Secondly, instead of using the container to build your mocked ViewModels, just make these ViewModels plain and simple and implement only the properties which need to be bound. These implementations would be typically very small considering that creating a SOLID design which would lead to small ViewModels. Such a viewmodel can be bound to the view far easier at designtime using a DesignInstance like this:

d:DataContext="{d:DesignInstance local:YourMockedViewModel, IsDesignTimeCreatable=True}"

Last but not least. You can leave the design time support all together and since your already using a MVVM toolkit to bind your controls using Convention Over Configuration the only thing that is missing is writing a unit test which checks if all properties are actually in the viewmodel and thus can bind at runtme. This will provide a great feeling of flexibility, speed of development and still ensures all binding will be there at runtime. How the view will look at runtime is missing in this setup, but from my experience it is hardly ever possibly to create testdata that will actually mimic the data you get to show in production.

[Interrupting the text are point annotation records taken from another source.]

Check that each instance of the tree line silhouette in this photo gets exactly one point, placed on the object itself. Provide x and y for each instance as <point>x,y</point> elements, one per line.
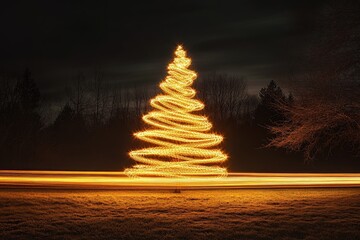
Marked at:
<point>93,130</point>
<point>316,128</point>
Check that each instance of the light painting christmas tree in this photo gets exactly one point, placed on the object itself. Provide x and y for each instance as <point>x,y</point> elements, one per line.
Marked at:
<point>182,143</point>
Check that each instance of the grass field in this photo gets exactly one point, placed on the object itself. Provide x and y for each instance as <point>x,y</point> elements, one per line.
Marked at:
<point>331,213</point>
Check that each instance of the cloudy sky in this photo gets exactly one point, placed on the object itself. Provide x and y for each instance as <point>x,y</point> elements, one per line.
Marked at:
<point>134,41</point>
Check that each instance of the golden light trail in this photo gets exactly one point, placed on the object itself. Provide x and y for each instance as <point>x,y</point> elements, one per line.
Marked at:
<point>183,146</point>
<point>119,180</point>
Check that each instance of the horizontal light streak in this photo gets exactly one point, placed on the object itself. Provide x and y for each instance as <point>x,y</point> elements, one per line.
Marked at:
<point>119,180</point>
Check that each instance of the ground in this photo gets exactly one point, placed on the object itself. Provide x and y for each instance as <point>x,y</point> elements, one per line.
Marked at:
<point>331,213</point>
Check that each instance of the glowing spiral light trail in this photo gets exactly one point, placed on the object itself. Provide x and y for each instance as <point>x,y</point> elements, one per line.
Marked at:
<point>183,144</point>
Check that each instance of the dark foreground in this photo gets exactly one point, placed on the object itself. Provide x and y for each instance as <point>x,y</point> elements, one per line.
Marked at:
<point>332,213</point>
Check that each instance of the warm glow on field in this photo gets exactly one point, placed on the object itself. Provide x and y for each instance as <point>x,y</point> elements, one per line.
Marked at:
<point>181,139</point>
<point>119,180</point>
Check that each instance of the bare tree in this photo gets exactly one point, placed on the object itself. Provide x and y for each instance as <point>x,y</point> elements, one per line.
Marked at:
<point>326,111</point>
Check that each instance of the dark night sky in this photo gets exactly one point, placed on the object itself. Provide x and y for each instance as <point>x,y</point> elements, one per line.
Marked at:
<point>133,42</point>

will-vertigo commented 8 years ago

That is all well and good and SimpleInjector may work fine in WPF, but we are essentially doing the same thing as far as building up the container, however the original problem still remains.

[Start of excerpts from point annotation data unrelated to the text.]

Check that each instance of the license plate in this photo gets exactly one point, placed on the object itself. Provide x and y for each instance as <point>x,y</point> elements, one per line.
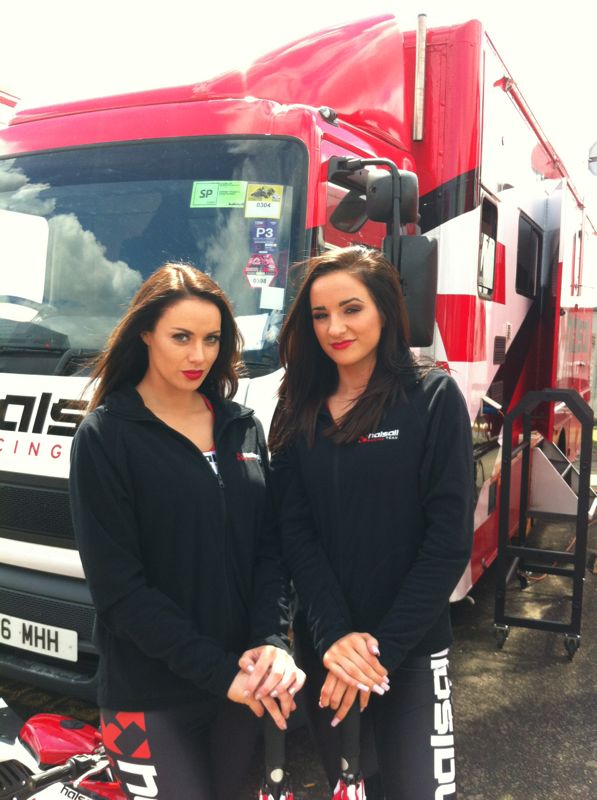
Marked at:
<point>37,638</point>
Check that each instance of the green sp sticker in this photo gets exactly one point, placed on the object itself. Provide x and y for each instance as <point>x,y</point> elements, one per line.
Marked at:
<point>218,194</point>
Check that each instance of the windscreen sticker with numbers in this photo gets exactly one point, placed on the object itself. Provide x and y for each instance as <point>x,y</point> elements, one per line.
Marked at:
<point>264,200</point>
<point>218,194</point>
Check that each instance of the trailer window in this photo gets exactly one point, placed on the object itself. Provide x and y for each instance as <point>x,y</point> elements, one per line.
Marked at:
<point>487,240</point>
<point>81,229</point>
<point>528,257</point>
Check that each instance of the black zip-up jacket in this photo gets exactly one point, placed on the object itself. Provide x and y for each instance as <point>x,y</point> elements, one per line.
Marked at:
<point>183,566</point>
<point>377,533</point>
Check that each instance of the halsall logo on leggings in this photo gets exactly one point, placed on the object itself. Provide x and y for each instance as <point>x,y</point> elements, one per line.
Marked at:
<point>125,734</point>
<point>442,742</point>
<point>380,436</point>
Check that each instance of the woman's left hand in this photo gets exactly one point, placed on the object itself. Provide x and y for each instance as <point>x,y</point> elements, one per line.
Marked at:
<point>340,696</point>
<point>272,672</point>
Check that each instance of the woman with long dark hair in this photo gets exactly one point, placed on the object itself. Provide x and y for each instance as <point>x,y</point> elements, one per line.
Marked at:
<point>372,468</point>
<point>179,545</point>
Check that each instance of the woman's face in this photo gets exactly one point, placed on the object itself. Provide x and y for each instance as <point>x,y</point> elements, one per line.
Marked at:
<point>346,320</point>
<point>184,344</point>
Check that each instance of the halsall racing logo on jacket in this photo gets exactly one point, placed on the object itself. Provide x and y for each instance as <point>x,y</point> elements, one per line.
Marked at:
<point>248,457</point>
<point>380,436</point>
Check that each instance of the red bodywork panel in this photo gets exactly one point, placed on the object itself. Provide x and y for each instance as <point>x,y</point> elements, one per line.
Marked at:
<point>53,739</point>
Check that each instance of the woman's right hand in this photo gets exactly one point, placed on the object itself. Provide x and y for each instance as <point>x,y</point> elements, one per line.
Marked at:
<point>238,693</point>
<point>353,659</point>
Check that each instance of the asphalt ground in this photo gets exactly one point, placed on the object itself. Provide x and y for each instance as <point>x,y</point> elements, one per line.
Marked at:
<point>526,715</point>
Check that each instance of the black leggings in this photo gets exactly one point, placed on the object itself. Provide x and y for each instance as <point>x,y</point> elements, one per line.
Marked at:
<point>200,750</point>
<point>407,739</point>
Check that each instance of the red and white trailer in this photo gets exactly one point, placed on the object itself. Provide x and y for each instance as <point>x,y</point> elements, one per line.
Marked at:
<point>243,175</point>
<point>8,102</point>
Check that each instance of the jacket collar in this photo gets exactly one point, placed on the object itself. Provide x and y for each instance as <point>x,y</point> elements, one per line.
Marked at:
<point>127,403</point>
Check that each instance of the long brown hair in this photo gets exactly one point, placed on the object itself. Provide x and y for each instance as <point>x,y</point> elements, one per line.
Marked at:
<point>311,377</point>
<point>124,359</point>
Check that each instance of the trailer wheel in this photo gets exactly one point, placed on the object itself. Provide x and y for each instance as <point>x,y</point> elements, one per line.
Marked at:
<point>523,580</point>
<point>501,634</point>
<point>571,643</point>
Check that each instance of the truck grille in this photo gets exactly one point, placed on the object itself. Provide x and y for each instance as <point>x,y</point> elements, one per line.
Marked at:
<point>36,512</point>
<point>47,610</point>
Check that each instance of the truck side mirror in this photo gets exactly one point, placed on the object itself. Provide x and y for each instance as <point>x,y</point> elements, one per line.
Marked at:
<point>350,214</point>
<point>380,196</point>
<point>418,273</point>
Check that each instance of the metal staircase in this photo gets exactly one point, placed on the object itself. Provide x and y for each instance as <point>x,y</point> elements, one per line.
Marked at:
<point>551,488</point>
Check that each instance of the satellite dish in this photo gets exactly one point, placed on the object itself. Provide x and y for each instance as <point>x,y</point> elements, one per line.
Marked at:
<point>593,159</point>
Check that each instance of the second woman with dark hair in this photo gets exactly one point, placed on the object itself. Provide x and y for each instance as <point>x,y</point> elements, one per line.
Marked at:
<point>170,507</point>
<point>372,466</point>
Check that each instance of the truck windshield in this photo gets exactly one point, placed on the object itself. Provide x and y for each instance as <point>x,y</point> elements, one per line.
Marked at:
<point>81,229</point>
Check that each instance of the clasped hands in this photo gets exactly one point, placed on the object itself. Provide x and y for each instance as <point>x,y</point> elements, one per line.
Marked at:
<point>268,680</point>
<point>353,668</point>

Maybe my post was not clear that this is specifically a problem with Windows 10 apps (and more than likely Win 8/8.1). As you know these apps are quite different from WPF.

TheBigRic commented 8 years ago

Indeed that was unclear.

I never used universal apps, so I'm not an expert at all at this, but I just tested this with the exact same setup and it works just the same!

Only adjustment made is that I'm not using the void main as entry point as it seems this is impossible for universal development.

And for some reason we (us developers) are back to square one because the page behind does not support constructor arguments. It seems there is no way to let an IoC container create the page for you using the promoted Frame.Navigate() method. But this is lack of experience on my part, you probably use MVVM light to set the datacontext and let MVVM call back into your container to create only the viewmodel.

Conclusion I have a lot to learn about Universal Apps AND: the same setup as above works also in Universal Apps....!

Did you follow my exact setup?

TheBigRic commented 8 years ago

@will-vertigo Did you have any luck in fixing this issue. After rereading I found 2 major differences in your setup and mine:

  1. You use a static class. This won't affect anything probably, but it can be an instance class as the App.Resources will nevertheless create an instance, even at design time
  2. Your using the DataContext property instead of the DesignTimeDataContext. Using the DataContext at designtime is not supported IMO.

So I think the main difference is that MVVM light does some magic under the covers to redirect the DataContext to the DesignTimeDataContext when designing.